Seliph's sitting with his back to her, a still-narrow silhouette against the evening sky, black on navy. Stars already splatter the new night, streaking and clustering the way bruises do. Though the air is cooling and she's sure the grass is chilly by now, Julia makes her way to him and sits.

She might have announced herself once. Excused herself, even. Now she is silent.

"The others asleep?" he asks.

"All but Lewyn," she answers.

"Sounds about right."

They fade back into silence. Seliph sits with his chin on his knees, blue eyes up and scanning the constellations like they have words for him to read.
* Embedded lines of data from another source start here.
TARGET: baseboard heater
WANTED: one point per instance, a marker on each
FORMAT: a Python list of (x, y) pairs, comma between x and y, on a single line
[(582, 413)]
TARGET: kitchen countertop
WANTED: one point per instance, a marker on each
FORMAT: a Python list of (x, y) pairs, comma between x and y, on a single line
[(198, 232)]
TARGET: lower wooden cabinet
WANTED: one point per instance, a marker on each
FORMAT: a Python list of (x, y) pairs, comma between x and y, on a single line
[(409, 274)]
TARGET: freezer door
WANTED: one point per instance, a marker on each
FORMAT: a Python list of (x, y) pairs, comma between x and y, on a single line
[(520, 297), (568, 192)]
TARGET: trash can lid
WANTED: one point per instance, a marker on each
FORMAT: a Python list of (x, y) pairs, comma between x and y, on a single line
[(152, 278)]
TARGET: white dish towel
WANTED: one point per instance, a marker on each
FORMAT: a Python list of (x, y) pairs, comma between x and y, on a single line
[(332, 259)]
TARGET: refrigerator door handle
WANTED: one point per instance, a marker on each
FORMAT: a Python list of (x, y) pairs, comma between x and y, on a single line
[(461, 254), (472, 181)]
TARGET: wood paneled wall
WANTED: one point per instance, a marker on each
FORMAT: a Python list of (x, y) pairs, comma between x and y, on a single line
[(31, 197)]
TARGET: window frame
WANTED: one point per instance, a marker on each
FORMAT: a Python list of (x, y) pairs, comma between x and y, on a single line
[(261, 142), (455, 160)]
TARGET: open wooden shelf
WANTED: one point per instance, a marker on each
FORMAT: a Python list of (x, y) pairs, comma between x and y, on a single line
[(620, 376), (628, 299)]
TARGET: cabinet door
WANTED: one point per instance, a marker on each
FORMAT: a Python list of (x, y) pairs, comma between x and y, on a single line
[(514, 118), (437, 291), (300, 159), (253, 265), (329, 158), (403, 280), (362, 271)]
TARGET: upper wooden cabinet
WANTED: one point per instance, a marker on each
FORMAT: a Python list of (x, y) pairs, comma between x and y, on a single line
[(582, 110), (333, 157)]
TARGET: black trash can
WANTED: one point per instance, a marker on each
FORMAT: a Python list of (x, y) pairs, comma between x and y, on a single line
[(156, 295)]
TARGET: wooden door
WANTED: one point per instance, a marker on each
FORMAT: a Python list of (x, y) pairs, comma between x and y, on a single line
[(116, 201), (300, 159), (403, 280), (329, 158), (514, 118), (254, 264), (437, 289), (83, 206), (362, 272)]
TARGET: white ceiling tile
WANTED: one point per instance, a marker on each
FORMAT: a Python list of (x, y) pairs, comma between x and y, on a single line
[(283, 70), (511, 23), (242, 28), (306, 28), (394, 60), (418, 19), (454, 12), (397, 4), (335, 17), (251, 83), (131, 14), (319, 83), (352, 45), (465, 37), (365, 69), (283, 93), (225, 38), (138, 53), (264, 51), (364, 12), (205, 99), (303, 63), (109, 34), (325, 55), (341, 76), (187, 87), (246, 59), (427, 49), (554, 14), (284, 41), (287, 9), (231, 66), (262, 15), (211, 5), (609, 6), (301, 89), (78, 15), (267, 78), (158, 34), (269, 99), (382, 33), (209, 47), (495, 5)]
He's not the elegant nobleman they say his father was. He moves his lips when he reads reports; he can't quite do it silently. She hasn't seen a proper mirror in a long time, but she thinks they might have the same mouth. Something about his is familiar—the little smile he makes, the dimples at the corners.

"Julia," he says then, and she drops her eyes, though he hasn't lowered his. "What do you want to do, after all this?"

"After...it's over?" After we've won, she can't bring herself to say, like counting chickens will bring them bad luck.

"That's right. Will you stay with Lewyn, do you think?"

She's silent for so long that the crickets begin to peep, softly now. Most have already gone to sleep as autumn settles. Just like her past, her future is nothing. She tries to focus but it just makes her chest tighten. It's like punching through a sheet of parchment and meeting a stone tablet behind it, something much older, something that will last forever, and her bones ache for railing against it.

"I haven't thought that far ahead," she admits. "What will you do, my lord?"

"It's hard to say. Nobody has any idea how this will turn out or what'll be needed of us, after. But I guess...deep down...I do feel a call to Chalphy, even if I can't feel like it's really mine. I want to see my father's land; take care of it, if they'll have me."

"I'm sure they will."

"You can come too, if you want."

Her eyes flicker up. He's looking at her now, and for all the odd parallels of their lips, the glint in his eyes is the flame-center, the noon sun, Baldur himself and so foreign.

"I...I don't know," she finds herself protesting. "What about Lana?"

He looks a little startled, and the intensity fades as his warrior blood ebbs back. "Well, of course Lana will come with me, wherever I go. But why can't you, as well? If you want to, that is."

Her stomach twists and she picks at the grass between them. It's true that she'd go anywhere to be with him, to keep seeing his smile and sharp, unflinching looks.

"Sorry," he says then, a little quietly. "I guess I just...I'll always feel a bit responsible for you."

"Please...don't let me be more of a burden..."

"It's not that. I don't really know how to explain it." He starts to fidget with the grass, too. His hands are so different from hers, wide palms and long fingers, but his thumb has the same too-flexible bend that hers does. "I haven't known you very long, in the scheme of things, but being with you is...comfortable. It's like..."

"Like coming home."

She doesn't know where the words came from, only that she must have heard them once, long ago. Seliph smiles, eyes on the grass.

"Yes. That's exactly what it is."

Their conversation moves to other things: how things progress with Leif and Altena, how loudly Ares snores, how the wind snatched Arthur's clothes from the drying line yesterday. And after they've parted for the night and she lies in her bedroll, despite the war and bloodshed, despite the uncertainty and the blank stone time has walled around her, despite the monsters crawling the earth in human forms, Julia thinks of Chalphy and sleeps dreamlessly.